Another of his magic tricks?

“I know there is likely no actual Soul Forge, Daemon. We’re not fools. I’m referring to a passage from the book,” Jim indicated the large old book in his lap. Bernard had so many questions he wanted to ask about that thing, but Jim kept talking. “The book is far from literal, there are many passages that we don’t believe have been accurately translated or that have words for which we have no translation. Worse, some of the passages are incomplete. There seem to be missing paragraphs or even pages. And, if that were not bad enough, there are also parts that are metaphorical where the meanings are not meant to be taken literally.
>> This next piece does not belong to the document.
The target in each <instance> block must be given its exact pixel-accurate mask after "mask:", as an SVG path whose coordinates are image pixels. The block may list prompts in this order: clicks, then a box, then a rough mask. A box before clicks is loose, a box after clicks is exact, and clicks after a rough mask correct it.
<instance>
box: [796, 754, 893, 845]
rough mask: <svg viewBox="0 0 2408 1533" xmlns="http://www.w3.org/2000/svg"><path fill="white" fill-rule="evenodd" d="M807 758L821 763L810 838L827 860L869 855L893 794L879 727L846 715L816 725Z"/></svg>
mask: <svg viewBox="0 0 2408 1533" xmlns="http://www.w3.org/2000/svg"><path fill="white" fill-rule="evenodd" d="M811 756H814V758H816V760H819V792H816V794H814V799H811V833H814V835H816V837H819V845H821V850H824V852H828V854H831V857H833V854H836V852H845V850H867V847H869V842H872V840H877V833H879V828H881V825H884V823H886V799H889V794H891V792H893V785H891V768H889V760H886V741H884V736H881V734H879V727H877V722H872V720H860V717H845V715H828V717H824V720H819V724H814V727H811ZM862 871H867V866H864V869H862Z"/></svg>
The bit about the Demon of the Soul Forge is one such passage.” Bernard was all ears now, his unasked questions forgotten. It seemed like Jim was telling him that this ancient magical book of prophecies and spells included a passage about him.

“In the passage in question it is said that the Demon of the Soul Forge, weary of the aches in his soul caused by the lamentations of the other dwellers of the forge, would seek out the acolytes of the New Sun, those who prepare for the Second Dawn – that’s us by the way – and gain from them the fires he will eventually need to ignite the New Sun. Imagine how glad I am to find out this passage is not literal. We were rather worried, you know,” Jim smiled ruefully. “We had no actual fire to give, or anything, and I don’t know what I’d have done if an actual, honest to the New Sun, demon had shown up here asking for it. There were contingencies, of course. We bought a propane burner a few years ago and bring it to meetings, just in case, so we could give the demon
something
. I also practised my groveling and worked out some abject apologies, just in case. We were worried that the New Sun would fail to ignite because of our failure to give this demon the fire he would need. But you, you’re wonderful. Your being the demon puts all this in a different perspective. The fire must be knowledge, of course.” Jim seemed really, genuinely, happy about this.